Jesús difundía buen ánimo dondequiera que fuese.
Estaba lleno de donaire y de verdad. Sus asociados nunca dejaron de
sorprenderse de las palabras compasivas que salían de sus labios. Sí,
podéis cultivar la gracia, pero el donaire es el aroma de la amistad que
emana de un alma saturada por el amor.
La bondad siempre obliga al respeto, pero
cuando está vacía de gracia muchas veces rechaza el afecto. La bondad es
universalmente atrayente sólo cuando está acompañada de la gracia. La
bondad es eficaz sólo cuando es atrayente.
Jesús realmente comprendía a los hombres;
por lo tanto podía él manifestar compasión genuina y mostrar comprensión
sincera. Pero pocas veces cedía a la piedad. Mientras su compasión era
ilimitada, su comprensión era práctica, personal y constructiva. Su
familiaridad con el sufrimiento no dio nunca origen a la indiferencia, y
él podía ministrar a las almas atormentadas sin acrecentar en ellas la
compasión de sí mismas.
Jesús podía ayudar tanto a los hombres
porque los amaba tan sinceramente. Verdaderamente amaba a todo hombre, a
toda mujer y a todo niño. Podía ser un amigo tan leal debido a su
notable discernimiento —sabía plenamente lo que había en el corazón y en
la mente del hombre. Era un observador interesado y agudo. Era experto
en la comprensión de la necesidad humana, sagaz en detectar los anhelos
humanos.
Jesús no estaba nunca de prisa. Tenía
tiempo para consolar a sus semejantes «al pasar», y siempre hacía que
sus amigos se sintieran cómodos. Era un oyente encantador. Nunca era impertinente escudriñando
las almas de sus asociados. Al consolar a la mente hambrienta y
ministrar a las almas sedientas, los recipientes de su misericordia no
sentían que se le estaban confesando sino más bien que estaban conferenciando con él. Tenían una confianza sin límites en él porque veían que él tenía tanta fe en ellos.

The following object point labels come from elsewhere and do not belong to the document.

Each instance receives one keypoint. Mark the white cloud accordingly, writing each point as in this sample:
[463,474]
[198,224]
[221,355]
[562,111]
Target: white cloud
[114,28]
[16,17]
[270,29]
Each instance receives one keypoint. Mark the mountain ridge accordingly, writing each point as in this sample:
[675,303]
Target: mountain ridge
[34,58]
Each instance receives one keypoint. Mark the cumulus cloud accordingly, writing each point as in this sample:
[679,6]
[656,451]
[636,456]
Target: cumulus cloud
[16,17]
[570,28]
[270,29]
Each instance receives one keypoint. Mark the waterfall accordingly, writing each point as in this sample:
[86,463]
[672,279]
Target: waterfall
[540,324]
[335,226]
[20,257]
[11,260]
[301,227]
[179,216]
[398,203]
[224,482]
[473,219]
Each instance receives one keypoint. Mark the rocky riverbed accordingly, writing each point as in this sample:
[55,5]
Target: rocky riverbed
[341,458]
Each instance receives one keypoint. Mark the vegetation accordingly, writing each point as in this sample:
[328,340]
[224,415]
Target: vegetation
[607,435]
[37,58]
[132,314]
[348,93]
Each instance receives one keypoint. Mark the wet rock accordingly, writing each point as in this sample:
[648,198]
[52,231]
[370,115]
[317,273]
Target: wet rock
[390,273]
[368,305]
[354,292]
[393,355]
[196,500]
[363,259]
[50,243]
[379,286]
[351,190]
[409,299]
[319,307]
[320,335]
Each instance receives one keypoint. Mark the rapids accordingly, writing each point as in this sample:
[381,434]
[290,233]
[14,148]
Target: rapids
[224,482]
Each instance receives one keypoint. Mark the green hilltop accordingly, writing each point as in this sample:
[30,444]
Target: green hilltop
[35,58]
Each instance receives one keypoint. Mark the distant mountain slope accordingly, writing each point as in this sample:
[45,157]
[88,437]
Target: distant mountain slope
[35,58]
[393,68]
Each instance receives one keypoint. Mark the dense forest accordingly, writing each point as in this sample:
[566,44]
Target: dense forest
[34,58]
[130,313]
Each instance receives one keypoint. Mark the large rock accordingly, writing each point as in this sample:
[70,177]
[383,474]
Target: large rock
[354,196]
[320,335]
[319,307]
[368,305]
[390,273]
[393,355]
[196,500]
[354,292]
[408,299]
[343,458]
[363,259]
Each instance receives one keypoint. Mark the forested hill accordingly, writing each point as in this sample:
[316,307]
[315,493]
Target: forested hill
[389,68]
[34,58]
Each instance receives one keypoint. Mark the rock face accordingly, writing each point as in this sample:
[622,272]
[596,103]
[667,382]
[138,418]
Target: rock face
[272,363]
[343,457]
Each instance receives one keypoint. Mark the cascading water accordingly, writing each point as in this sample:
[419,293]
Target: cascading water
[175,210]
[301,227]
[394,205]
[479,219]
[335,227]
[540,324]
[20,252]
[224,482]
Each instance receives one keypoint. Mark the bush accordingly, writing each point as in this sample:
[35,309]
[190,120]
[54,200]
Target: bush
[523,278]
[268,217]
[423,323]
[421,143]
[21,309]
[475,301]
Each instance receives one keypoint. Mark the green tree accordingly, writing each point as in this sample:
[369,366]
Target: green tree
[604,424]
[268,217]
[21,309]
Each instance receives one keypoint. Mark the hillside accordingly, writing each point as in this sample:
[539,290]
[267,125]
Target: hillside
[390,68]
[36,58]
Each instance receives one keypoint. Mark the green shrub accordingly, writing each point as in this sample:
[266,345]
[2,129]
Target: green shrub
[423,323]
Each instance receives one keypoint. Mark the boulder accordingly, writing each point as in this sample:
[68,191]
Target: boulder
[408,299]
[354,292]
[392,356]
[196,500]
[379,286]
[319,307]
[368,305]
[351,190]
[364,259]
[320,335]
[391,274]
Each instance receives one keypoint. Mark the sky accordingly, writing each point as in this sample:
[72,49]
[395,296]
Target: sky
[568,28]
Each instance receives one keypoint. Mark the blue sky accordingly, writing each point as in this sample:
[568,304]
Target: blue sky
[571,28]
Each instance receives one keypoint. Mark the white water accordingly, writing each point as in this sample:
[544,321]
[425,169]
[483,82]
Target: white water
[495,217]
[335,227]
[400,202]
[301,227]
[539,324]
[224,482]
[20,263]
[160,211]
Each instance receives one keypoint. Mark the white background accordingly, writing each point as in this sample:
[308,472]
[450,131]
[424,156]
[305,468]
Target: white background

No parecía tener nunca curiosidad por la
gente, nunca manifestaba el deseo de dirigir, manejar o seguir a los
hombres. Inspiraba una autoconfianza profunda y un robusto coraje en
todos los que disfrutaban de una asociación con él. Cuando le sonreía a
un hombre, ese mortal experimentaba mayor capacidad para solucionar sus
muchos problemas.
Jesús amaba tanto y tan sabiamente a los
hombres que nunca titubeó en ser severo con ellos cuando la ocasión
requería disciplina. Frecuentemente se disponía a ayudar a una persona,
pidiéndole su ayuda. De esta manera estimulaba el interés, apelando a la
mejor parte de la naturaleza humana.
El Maestro podía discernir la fe salvadora
en la superstición ignorante de la mujer que buscó la curación tocando
el ruedo de su manto. Siempre estaba pronto y listo para interrumpir un
sermón o detener a una multitud con el objeto de ministrar las
necesidades de una sola persona, aun de un niñito. Grandes cosas
sucedían no sólo porque la gente tenía fe en Jesús, sino también porque
Jesús tenía tanta fe en ellos.
La mayoría de las cosas realmente
importantes que Jesús dijo o hizo parecían suceder por casualidad «al
pasar él». Tan poco había de lo profesional, lo planeado, lo premeditado
en el ministerio terrenal del Maestro. Dispensaba salud y esparcía
felicidad en una forma natural y llena de gracia mientras viajaba por la
vida. Era literalmente verdad, «caminaba haciendo el bien».
Y corresponde a los seguidores del Maestro
de todos los tiempos aprender a ministrar «al pasar» —hacer el bien
altruista al cumplir con sus deberes diarios.